Federal Reserve & Interest Rates

Impact Of Government Debt On Long Term Inflation

national-debt.jpgDon’t look now but mortgage rates are starting to creep back up after reaching an all time low after the Federal Reserve announced it would enter the market for mortgages securities a few months back.  The thing is, with the U.S. government set to sell unprecedented amounts of debt, many investors are concerned about the long term impacts of inflation.

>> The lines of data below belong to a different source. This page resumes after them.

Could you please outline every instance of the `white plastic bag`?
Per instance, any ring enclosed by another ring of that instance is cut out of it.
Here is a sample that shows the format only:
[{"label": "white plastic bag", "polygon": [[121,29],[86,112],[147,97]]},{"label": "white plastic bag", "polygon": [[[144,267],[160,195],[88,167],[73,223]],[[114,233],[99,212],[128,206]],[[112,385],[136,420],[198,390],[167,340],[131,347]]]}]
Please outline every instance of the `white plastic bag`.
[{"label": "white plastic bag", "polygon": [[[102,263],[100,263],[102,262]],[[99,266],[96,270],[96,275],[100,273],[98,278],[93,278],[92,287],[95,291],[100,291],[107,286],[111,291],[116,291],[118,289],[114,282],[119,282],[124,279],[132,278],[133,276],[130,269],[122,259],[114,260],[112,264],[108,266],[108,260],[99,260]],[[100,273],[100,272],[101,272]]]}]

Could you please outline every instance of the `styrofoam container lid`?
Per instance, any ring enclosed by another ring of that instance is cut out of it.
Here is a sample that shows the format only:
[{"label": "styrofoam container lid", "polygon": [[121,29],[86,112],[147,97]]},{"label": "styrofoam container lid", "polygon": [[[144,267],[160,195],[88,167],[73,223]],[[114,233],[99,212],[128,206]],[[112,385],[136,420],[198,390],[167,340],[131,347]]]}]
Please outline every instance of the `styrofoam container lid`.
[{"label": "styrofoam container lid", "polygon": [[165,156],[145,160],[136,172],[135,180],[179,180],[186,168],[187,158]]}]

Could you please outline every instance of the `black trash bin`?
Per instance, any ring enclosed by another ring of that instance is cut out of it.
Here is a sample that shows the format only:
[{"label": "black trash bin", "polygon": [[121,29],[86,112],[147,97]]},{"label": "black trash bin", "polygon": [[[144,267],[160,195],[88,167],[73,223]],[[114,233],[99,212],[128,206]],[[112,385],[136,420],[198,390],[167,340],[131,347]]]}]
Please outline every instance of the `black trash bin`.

Over the next two to three years, inflation is expected to remain fairly flat, however, yields on 10 year notes have climbed recently which has caused a steepening of the yield curve.  The Fed has pretty much kept short term borrowing cost down by being an active participant in the Treasuries’ market but everyone knows that isn’t going to last forever.

With this year’s deficit nearing the two trillion mark already, there are grave concerns among investors on what happens to rates once the Fed finally turns off the spigot when the economy starts to improve.  Many see the Fed raising rates at a fairly quick pace once that happens, in order to deal with the repercussions all that government debt will have on inflation.

Look, in a span of two to three years, the government will have increased the national debt by about a third of it’s total before this whole mess started.  If anyone thinks that won’t have long term repercussions on our economy, you’re kidding yourselves.

All you have to do is look at is the current state of Medicare and Social Security to see what the likely outcome will be.  The government will leave it as a problem for a later generation to deal with.